Project
EventQuote AI
A SaaS that listens to live client meetings and writes the quotation before the meeting ends.
- Role
- Sole engineer & designer
- Stack
- FastAPI, Vue 3 + TS, Tailwind, ChromaDB, PostgreSQL, Whisper, OpenAI / Gemini / Ollama, Docker
- Metrics
- 650+ pytest tests · 1,360+ assertions · 16 REST modules · 235 i18n keys · live WebSocket transcription
Event-production sales reps spend hours between the sales call and the signed quote. The call happens in Hebrew or English, the tech requirements are scattered across the conversation, the inventory lives in a spreadsheet that only three people know how to read, and the final .docx is copy-pasted from last month’s quote with half the line items wrong. The real pain wasn’t the quote itself — it was the Friday-night bookkeeping. Reps would come back from a full week of sales calls and spend the weekend reconstructing what clients actually asked for. The cycle kills deals; faster competitors just get the yes. The reps wanted one tab, one meeting, one PDF — and to stop doing bookkeeping on a Friday night.
What it does
EventQuote AI listens to a live client meeting through a browser mic, chunk-streams the audio to a FastAPI Whisper worker over a WebSocket, and builds a structured requirement list as the conversation happens. When the meeting ends, it retrieves matching equipment from a per-tenant ChromaDB-backed RAG layer, runs a pricing and margin pass over tenant-specific rules in Postgres, and hands the sales rep a ready-to-send .docx or .pdf in seconds.
It lives inside the rep’s existing workflow — JWT-multi-tenant accounts, QuickBooks / Hashavshevet / Priority ERP sync, and a WhatsApp Business bot for approvals and follow-ups. 235 i18n keys, full RTL for Hebrew. Sixteen REST route modules, 650+ pytest tests covering 1,360+ assertions, one WebSocket endpoint streaming live transcripts and partial extractions to the Vue UI.
Hard parts
Live transcription with partial updates. Browser-captured audio is chunked and sent over a WebSocket to the Whisper worker. Partial transcripts flow back through the same socket so the rep can watch the model hear. Naive approaches buffered the whole meeting and transcribed at the end — too late to be useful. The fix was a rolling-window Whisper invocation with overlap stitching, so partial output is coherent and final output is complete.
Schema-constrained extraction.

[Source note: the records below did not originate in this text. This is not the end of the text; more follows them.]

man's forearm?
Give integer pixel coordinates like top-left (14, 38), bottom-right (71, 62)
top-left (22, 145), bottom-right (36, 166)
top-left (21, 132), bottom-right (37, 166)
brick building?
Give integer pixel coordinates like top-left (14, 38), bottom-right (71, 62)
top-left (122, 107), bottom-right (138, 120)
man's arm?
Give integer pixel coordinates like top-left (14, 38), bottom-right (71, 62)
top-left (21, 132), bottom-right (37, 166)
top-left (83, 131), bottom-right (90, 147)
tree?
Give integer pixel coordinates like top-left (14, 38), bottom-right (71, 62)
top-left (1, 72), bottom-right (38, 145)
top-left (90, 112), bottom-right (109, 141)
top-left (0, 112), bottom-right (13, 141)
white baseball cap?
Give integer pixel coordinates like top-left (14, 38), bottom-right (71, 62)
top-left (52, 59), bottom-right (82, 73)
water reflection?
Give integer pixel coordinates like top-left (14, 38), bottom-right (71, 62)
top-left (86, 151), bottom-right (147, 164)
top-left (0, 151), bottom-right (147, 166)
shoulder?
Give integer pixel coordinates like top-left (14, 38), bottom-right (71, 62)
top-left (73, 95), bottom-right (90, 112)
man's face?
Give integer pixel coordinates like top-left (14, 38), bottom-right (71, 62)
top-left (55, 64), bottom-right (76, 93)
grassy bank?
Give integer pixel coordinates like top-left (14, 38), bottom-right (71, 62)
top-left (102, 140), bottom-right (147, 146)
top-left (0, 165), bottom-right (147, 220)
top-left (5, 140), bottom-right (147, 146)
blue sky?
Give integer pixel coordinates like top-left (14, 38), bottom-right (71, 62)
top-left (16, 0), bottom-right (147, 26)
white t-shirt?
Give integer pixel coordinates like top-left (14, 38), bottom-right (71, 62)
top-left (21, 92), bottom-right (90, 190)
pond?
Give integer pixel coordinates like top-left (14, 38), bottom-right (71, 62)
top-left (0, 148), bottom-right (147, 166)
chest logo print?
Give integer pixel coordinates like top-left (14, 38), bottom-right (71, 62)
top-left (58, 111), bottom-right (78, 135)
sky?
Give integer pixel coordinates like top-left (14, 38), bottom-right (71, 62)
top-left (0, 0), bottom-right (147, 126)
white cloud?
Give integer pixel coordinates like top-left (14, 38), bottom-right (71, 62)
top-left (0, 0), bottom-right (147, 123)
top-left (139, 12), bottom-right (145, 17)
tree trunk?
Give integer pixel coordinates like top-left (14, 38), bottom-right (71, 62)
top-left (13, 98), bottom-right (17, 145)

An LLM (OpenAI, Gemini, or local Ollama through a provider interface) consumes the rolling transcript and emits a structured requirement JSON. The schema is strict, and validation failures retry with the error context. Anything the model can’t ground in the transcript gets flagged for human review rather than silently invented — line items that don’t trace back to a retrieved catalog entry are quarantined.
RAG with tenant-isolated collections
ERP adapters that don’t bite back. One adapter per ERP (QuickBooks, Hashavshevet, Priority). The rep pushes an approved quote; the adapter normalizes line items and tax codes; the ERP gets a clean document instead of a copy-paste. The hard part is the tax-code mapping — each ERP has its own shape, each tenant customizes it, and a malformed code is a silent corruption, not an error. A contract test per ERP catches regressions before deploys.
Synthetic training data. Training and regression data for the requirement extractor is generated through a synthetic-call pipeline — seeded with real equipment catalogs, rendered through prompt templates, then scored against a rubric before entering the test set. This is the only way to get enough diverse Hebrew-sales-call data; real recordings are scarce and PII-sensitive.
Result
A rep’s Friday-night bookkeeping, folded into the meeting itself.
The platform is built to live under a real sales team’s meetings — in Hebrew, with RTL typography, WhatsApp approvals, and an ERP that won’t take malformed tax codes. Making the model useful was the easy part; making the platform boringly reliable around the model is most of the work.
Current state: end-to-end working build, exercised against one tenant’s catalog and one ERP integration; not yet running for paying clients. The 650+ tests and the platform discipline are the reason it’s ready to.
What I’d do differently
I built tenant-configurable tax-code mapping before I had a second tenant to validate it against. The generality cost weeks, and the second ERP's shape was different enough that I rewrote the mapping layer anyway. Validate the abstraction with two real cases before you build the configuration surface.